Gianmaria Testa non bada alle mezze parole. E forse non ne ha neppure bisogno. Sotto l’aspetto caratteriale, un po’ ricorda De Andrè: «Da adolescente mi fece capire che c’era qualcuno, nel mondo, che cantava non per mostrare al pubblico una bella voce o per vendere dischi, ma perché aveva urgenza di dire, raccontare. De Andrè mi aprì una porta su un mondo fino a quel momento sconosciuto».

Chi ha raccolto la sua eredità?

«Vinicio Capossela usa un linguaggio interessante, ma non esiste un nuovo De Andrè oggi. Ed è normale, perché la storia dell’umanità è fatta di grandi personaggi che arrivano e trasmettono cose a chi arriva e arriverà dopo. Quindi più che cercare il nuovo Fabrizio, guardiamo cosa ci ha lasciato».

Cosa ci ha lasciato?

«Tante emozioni e la voglia di comunicare agli altri attraverso le canzoni».

Oggi si comunica tanto anche attraverso Internet. E’ un buon mezzo per veicolare la musica?

«Internet è un megafono per la pancia, mentre le canzoni nascono più in su. Internet è un non-luogo dove è più facile tirare la pietra e poi nascondere la mano. Però il web esiste e bisogna confrontarsi con esso. Io sono un uomo del ‘900 e vedo Internet come i tizzoni: belli da guardare nel camino ma vanno maneggiati con cura».

Sanremo è uno spettacolo più di costume che di musica. Ogni anno lì, per una settimana, si concentra la pancia del Paese. La canzone non ha molta attinenza con Sanremo

Anche il futuro va maneggiato con cura?

«E’ un momento davvero brutto, in special modo per i giovani. Quando ero ragazzo io, c’era una percezione costruibile del futuro, e la consapevolezza che sarebbe stato migliore del presente. Oggi i giovani sono orfani del futuro e vivono un presente difficoltoso: la precarietà rende il vivere quotidiano pesante».

Ha consigli da dare?

«Non credo esistano ricette vincenti. Ognuno è impegnato in una piccola battaglia quotidiana. E’ una nuova forma di Resistenza».

Forse scappare all’estero potrebbe essere la soluzione giusta. Lei che conosce bene la Francia, cos’hanno i francesi più di noi?

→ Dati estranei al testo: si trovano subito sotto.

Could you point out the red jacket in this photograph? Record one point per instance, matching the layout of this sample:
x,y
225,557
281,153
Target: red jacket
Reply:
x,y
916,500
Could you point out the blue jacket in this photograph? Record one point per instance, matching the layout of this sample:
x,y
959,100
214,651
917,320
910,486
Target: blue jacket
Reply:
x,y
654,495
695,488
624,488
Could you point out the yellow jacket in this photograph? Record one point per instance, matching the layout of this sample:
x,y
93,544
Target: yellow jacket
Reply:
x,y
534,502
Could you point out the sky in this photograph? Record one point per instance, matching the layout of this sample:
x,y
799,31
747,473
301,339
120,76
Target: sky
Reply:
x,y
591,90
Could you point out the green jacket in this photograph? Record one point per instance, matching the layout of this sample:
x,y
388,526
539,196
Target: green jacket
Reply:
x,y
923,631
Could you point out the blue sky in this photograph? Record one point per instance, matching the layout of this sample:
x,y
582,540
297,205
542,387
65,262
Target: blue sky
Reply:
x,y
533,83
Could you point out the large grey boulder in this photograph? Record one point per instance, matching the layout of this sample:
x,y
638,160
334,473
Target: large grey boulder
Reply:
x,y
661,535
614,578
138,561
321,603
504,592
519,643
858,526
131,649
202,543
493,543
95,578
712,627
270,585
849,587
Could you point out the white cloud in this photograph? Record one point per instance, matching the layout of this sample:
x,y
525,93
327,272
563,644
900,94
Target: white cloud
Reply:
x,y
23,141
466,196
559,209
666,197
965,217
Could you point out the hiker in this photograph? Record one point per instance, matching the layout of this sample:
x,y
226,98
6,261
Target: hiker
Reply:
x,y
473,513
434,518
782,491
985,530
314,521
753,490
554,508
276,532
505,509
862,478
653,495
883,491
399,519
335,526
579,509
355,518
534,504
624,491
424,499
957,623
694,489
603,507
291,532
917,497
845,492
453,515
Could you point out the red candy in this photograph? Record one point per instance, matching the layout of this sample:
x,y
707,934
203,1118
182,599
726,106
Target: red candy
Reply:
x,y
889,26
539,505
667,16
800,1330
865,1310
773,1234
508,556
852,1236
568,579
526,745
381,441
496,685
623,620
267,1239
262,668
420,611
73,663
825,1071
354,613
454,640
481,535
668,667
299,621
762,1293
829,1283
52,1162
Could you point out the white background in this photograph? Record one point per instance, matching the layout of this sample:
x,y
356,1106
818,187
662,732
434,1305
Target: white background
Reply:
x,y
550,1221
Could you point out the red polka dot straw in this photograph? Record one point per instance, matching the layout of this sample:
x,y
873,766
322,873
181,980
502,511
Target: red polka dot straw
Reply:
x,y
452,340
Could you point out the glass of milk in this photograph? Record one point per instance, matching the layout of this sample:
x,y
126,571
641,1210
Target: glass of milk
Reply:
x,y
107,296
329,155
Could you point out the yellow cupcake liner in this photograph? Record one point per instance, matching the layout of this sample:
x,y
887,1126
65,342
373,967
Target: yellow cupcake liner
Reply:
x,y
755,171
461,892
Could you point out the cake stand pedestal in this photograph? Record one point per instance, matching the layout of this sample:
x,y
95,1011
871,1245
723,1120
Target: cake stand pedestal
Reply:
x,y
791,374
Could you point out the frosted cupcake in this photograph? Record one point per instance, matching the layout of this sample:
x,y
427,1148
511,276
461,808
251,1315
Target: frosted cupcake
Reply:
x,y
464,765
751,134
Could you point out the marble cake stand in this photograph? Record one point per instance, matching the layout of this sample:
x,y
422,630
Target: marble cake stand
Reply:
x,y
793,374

«Nulla. O meglio: hanno più familiarità con la democrazia e lo Stato. Sono una nazione da un sacco di tempo e il concetto di “Repubblica” è ormai nel dna dei francesi, mentre noi siamo una democrazia giovane e uno Stato giovanissimo. Abbiamo ancora un lungo percorso da compiere».

Mai avuto la voglia di vivere in Francia?

«No, io sto a mio agio in Italia».

A febbraio, come tutti gli anni, si ripresenterà la liturgia del Festival di Sanremo. Che ne pensa?

«E’ uno spettacolo più di costume che di musica. Ogni anno lì, per una settimana, si concentra la pancia del Paese. La canzone non ha molta attinenza con Sanremo. Il Festival è più che altro una vetrina, come può esserlo oggi “X-Factor”».

Non ha mai sognato quel palco?

«Non mi ci sono mai immaginato lì sopra e credo che starne lontano dia a me, così come al Festival, una reciproca serenità».